La mera possibilità di sospendere la vendita all’asta, d’altra parte, non assicura al consumatore un controllo giurisdizionale delle clausole potenzialmente abusive prima del trasferimento, mentre l’art. 7 della direttiva 93/13/CEE esige che egli non sia privato di una tale possibilità quando il procedimento esecutivo sia stato avviato in forza di un titolo esecutivo fondato su una clausola contrattuale la cui validità è contestata in giudizio in ragione del suo carattere abusivo: in effetti, la normativa comunitaria mira a evitare che la decisione sul ricorso di merito, che dovesse accertare il carattere abusivo di tale clausola, procuri al consumatore solo una tutela successiva e meramente risarcitoria, che sarebbe incompleta e insufficiente.
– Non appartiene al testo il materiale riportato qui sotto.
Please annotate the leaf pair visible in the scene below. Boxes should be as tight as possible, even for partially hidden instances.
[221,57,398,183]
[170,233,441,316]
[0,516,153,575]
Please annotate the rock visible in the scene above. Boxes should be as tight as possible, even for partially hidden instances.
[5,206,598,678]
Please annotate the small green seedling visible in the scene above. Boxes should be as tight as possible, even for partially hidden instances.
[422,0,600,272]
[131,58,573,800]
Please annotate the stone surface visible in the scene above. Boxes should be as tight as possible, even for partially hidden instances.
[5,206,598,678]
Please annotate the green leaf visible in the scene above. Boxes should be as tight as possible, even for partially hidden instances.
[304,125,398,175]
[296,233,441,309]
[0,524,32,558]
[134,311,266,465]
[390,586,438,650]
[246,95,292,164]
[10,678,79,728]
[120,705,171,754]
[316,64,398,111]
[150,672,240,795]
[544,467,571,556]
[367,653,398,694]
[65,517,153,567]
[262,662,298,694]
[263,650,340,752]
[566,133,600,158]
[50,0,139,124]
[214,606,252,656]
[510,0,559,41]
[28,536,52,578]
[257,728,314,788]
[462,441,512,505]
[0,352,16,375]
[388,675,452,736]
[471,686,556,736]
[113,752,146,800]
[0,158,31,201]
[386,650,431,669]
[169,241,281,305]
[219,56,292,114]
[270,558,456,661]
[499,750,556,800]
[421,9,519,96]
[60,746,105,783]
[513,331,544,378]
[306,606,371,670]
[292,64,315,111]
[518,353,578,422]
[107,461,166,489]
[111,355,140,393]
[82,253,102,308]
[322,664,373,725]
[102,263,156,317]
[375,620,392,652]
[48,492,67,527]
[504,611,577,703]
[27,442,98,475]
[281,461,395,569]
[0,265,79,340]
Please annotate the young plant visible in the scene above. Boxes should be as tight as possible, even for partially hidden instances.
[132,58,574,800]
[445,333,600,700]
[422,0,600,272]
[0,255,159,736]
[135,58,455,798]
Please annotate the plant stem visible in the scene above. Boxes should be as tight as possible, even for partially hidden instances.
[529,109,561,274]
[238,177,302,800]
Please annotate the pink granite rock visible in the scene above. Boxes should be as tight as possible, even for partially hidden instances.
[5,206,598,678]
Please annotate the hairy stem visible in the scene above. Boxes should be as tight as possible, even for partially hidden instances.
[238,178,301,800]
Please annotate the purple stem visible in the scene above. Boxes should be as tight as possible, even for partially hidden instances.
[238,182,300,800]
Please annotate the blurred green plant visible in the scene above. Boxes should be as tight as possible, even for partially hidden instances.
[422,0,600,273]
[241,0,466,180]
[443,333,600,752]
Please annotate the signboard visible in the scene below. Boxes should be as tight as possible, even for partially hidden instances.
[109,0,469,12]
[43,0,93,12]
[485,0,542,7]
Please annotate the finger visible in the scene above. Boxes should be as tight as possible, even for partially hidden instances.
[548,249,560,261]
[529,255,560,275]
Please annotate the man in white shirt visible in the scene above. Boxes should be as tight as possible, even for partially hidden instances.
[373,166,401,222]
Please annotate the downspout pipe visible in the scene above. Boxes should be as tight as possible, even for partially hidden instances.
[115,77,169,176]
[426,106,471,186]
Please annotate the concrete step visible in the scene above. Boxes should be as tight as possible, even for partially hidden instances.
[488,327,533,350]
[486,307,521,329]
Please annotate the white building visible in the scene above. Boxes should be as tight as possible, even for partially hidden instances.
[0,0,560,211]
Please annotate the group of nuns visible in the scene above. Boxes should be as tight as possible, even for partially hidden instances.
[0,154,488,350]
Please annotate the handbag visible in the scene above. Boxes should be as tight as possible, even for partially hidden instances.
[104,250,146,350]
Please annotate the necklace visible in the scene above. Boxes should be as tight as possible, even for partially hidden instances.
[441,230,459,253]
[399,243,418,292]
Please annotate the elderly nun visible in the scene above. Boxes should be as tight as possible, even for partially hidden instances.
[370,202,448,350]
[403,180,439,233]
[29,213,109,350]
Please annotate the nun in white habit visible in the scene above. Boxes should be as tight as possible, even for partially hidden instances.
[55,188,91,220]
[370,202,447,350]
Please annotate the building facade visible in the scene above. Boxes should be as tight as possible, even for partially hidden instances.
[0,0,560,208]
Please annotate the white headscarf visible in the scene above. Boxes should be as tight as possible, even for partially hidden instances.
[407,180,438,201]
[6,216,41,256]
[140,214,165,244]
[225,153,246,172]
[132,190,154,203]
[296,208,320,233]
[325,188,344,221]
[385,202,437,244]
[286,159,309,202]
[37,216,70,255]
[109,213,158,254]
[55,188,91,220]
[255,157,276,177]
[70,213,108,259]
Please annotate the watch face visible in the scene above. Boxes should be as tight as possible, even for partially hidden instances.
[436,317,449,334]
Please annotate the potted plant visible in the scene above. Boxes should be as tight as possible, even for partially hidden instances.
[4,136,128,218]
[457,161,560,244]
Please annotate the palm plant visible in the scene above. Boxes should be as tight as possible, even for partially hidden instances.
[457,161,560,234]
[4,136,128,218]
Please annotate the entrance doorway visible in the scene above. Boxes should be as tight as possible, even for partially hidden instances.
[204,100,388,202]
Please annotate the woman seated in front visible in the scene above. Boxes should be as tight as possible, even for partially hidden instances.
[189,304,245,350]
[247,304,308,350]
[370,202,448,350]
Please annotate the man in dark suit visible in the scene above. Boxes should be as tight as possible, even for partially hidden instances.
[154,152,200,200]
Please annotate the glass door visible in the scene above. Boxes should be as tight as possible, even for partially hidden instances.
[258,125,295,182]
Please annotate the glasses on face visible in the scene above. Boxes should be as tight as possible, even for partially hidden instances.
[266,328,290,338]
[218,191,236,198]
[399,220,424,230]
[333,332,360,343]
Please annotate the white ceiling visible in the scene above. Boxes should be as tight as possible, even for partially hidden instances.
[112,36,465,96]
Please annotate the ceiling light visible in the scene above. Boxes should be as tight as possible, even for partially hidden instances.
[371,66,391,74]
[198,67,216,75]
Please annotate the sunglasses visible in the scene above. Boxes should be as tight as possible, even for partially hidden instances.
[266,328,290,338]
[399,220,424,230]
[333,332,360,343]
Da ultimo, va segnalato che la medesima Corte di giustizia dell’Unione europea, con sentenza del 3 luglio 2025 emessa nella causa n. C-582/23, ha esteso l’ambito di tutela del consumatore anche nel settore concorsuale: statuendo, nell’ambito di un giudizio di rinvio originato da un caso polacco, che, in assenza di un preventivo esame circa il carattere abusivo di clausole contenute in un contratto di mutuo ipotecario, il diritto comunitario impone al giudice fallimentare di effettuare d’ufficio tale valutazione, traendone le necessarie conseguenze, financo nell’ipotesi in cui l’elenco dei crediti redatto dal curatore abbia acquisito autorità di cosa giudicata, prevalendo anche in questo caso l’interesse pubblico alla protezione dei consumatori, la giurisprudenza comunitaria amplia ulteriormente l’ombrello protettivo apprestato della disciplina consumeristica, ponendo seri interrogativi sulla compatibilità delle soluzioni enunciate con le regole di carattere sostanziale e processuale dettate dagli ordinamenti interni.